Janitors And Cleaners, Except Maids And Housekeeping Cleaners

Vermont

Median salary
$38,630
Mean salary
$40,390
Employment
5,220
Location quotient
1.20
Jobs per 1,000
17.2
COL-adjusted median
$39,435
Regional Price Parity
98.0%

Exact state RPP match.

Full Janitors And Cleaners, Except Maids And Housekeeping Cleaners page for Vermont →

Related pages

Keep digging into janitors and cleaners, except maids and housekeeping cleaners from a different angle.

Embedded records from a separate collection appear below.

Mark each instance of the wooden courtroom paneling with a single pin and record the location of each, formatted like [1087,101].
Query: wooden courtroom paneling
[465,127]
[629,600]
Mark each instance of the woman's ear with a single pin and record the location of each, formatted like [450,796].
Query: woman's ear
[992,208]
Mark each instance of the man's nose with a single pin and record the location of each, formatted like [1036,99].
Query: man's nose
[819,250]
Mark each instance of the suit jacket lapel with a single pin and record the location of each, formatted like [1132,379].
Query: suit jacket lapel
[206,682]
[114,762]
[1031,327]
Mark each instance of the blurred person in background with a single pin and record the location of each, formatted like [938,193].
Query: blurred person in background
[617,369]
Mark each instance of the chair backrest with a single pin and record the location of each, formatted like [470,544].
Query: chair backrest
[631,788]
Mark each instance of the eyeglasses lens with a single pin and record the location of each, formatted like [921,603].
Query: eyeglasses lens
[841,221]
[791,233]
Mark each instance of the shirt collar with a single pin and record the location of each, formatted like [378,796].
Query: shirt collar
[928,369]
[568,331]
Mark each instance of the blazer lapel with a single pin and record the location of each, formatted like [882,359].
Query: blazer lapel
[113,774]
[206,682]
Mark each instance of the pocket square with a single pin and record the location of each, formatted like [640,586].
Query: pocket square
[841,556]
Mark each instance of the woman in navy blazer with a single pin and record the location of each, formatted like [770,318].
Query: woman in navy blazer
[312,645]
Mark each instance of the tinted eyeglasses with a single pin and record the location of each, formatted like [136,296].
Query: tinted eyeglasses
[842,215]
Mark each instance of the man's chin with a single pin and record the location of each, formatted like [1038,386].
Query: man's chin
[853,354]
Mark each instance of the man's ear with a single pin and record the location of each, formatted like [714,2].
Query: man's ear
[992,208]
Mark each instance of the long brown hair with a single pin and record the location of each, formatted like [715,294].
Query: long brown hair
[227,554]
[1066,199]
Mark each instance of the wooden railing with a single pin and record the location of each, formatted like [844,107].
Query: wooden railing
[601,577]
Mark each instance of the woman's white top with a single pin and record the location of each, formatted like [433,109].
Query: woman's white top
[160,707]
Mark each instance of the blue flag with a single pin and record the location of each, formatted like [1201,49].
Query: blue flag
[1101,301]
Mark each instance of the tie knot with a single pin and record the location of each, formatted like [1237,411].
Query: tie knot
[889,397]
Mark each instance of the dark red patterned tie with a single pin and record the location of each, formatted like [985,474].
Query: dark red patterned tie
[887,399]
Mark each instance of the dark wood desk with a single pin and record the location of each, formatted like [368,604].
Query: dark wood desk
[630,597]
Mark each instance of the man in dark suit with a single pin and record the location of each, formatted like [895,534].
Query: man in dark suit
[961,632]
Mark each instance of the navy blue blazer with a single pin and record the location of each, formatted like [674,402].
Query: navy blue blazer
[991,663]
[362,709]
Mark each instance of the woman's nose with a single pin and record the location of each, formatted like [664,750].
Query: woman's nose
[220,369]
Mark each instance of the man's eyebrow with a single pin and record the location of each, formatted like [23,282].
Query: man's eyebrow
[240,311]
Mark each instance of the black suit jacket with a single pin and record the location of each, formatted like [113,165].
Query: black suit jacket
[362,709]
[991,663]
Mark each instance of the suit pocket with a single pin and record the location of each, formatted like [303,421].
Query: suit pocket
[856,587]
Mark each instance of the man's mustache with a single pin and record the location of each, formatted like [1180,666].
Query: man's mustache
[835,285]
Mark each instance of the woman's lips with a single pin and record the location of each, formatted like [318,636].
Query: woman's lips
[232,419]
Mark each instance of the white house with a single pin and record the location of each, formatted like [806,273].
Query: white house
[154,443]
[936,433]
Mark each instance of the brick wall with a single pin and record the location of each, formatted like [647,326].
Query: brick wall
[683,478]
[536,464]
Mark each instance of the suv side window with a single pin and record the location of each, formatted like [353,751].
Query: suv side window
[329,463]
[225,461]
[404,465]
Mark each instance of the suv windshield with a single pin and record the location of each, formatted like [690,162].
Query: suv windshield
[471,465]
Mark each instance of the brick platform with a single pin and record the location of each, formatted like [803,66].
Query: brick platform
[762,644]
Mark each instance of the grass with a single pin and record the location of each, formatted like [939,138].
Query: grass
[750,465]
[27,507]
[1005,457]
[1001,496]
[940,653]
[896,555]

Common questions about this comparison

What does the cost-of-living adjustment actually do? +

It divides each location's nominal median wage by its Regional Price Parity (RPP), which measures how local prices compare to the national average (100 = national). A wage of $100,000 in an area with RPP 120 has the same purchasing power as roughly $83,000 nationally.

Why would the nominal and adjusted winners disagree? +

High-cost metros often pay higher salaries, but not by enough to fully offset the higher cost of housing, goods, and services. When that happens, the location with the lower nominal wage actually offers more real purchasing power.

What is a location quotient? +

The location quotient measures how concentrated an occupation is in a given area versus the national average. A value of 2.0 means the occupation is twice as common there as nationally. It is a signal of what a state specializes in.